The Beatles and Malcolm Gladwell’s 10,000-hour rule

Today is the birthday of Malcolm Gladwell. He is 51 today. I have been reading David and Goliath, but my favourite is Outliers because of the chapter headed The 10,000-Hour, which begins with the epigraph, “In Hamburg, we had to play for eight hours.”

 That’s a quote from John Lennon, talking about the Beatles’ early days, performing at a Hamburg strip club called the Indra.


“We got better and got more confidence,” said Lennon. “We couldn’t help it with all the experience playing all night long. It was handy them being foreign. We had to try even harder, put our heart and soul into it, to get ourselves over.

 “In Liverpool, we’d only done one-hour sessions, and we just used to do our best numbers, the same ones, at every one. In Hamburg, we had to play for eight hours, so really had to find a new way of playing.”

 Gladwell quotes Lennon to show how hard the Beatles worked to achieve what they did.

 He also quotes the neurologist Daniel Levitin who wrote: “The emerging picture from studies is that ten thousand hours of practice is required to achieve the level of mastery associated with being a world-class expert – in anything… In study after study, of composers, basketball players, fiction writers, ice skaters, concert pianists, chess players, master criminals, and what have you, this number comes up and again. ”

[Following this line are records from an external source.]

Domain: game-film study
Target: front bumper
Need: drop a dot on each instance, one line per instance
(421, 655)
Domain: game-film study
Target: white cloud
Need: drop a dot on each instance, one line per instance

 But practice alone isn’t enough. It also takes talent and opportunity. One has to be at the right place at the right time. The Beatles wouldn’t have had so much practice playing had they not gone to Hamburg.

 Gladwell’s book, to quote the author, is “the story of how the outliers in a particular field reached their lofty status through a combination of ability, opportunity and utterly arbitrary advantage”.

 For example, he points out how pioneers of the personal computer like Bill Gates, Paul Allen, Steve Ballmer, Steve Jobs, Eric Schmidt and Bill Joy were all born between 1953 and 1956. An older generation of computer scientists and engineers worked for IBM, building mainframes. They did not get into the new business of making personal computers and their software.

 Back to the Beatles. Remember Pete Best, their drummer who had to leave the band when they found Ringo? Best said about their Hamburg days: “We played seven nights a week.”

 Gladwell writes:

 The Beatles ended up travelling to Hamburg five times between 1960 and the end of 1962. On the first trip, they played 106 nights, five hours or more a night. On their second trip, they played 92 times. On their third trip, they played 48 times, for a total of 172 hours on stage. The last two Hamburg gigs, in November and December of 1962, involved another 90 hours of performing, All told, they performed for 270 nights in just over a year and a half. By the time they had their first burst of success in 1964, in fact, they had performed live an estimated twelve hundred times. Do you know how extraordinary this is? Most bands today don’t perform twelve hundred times in their entire careers. The Hamburg crucible is one of the things that set the Beatles apart.

 Yeah, yeah, yeah! as the Beatles used to sing in their early days.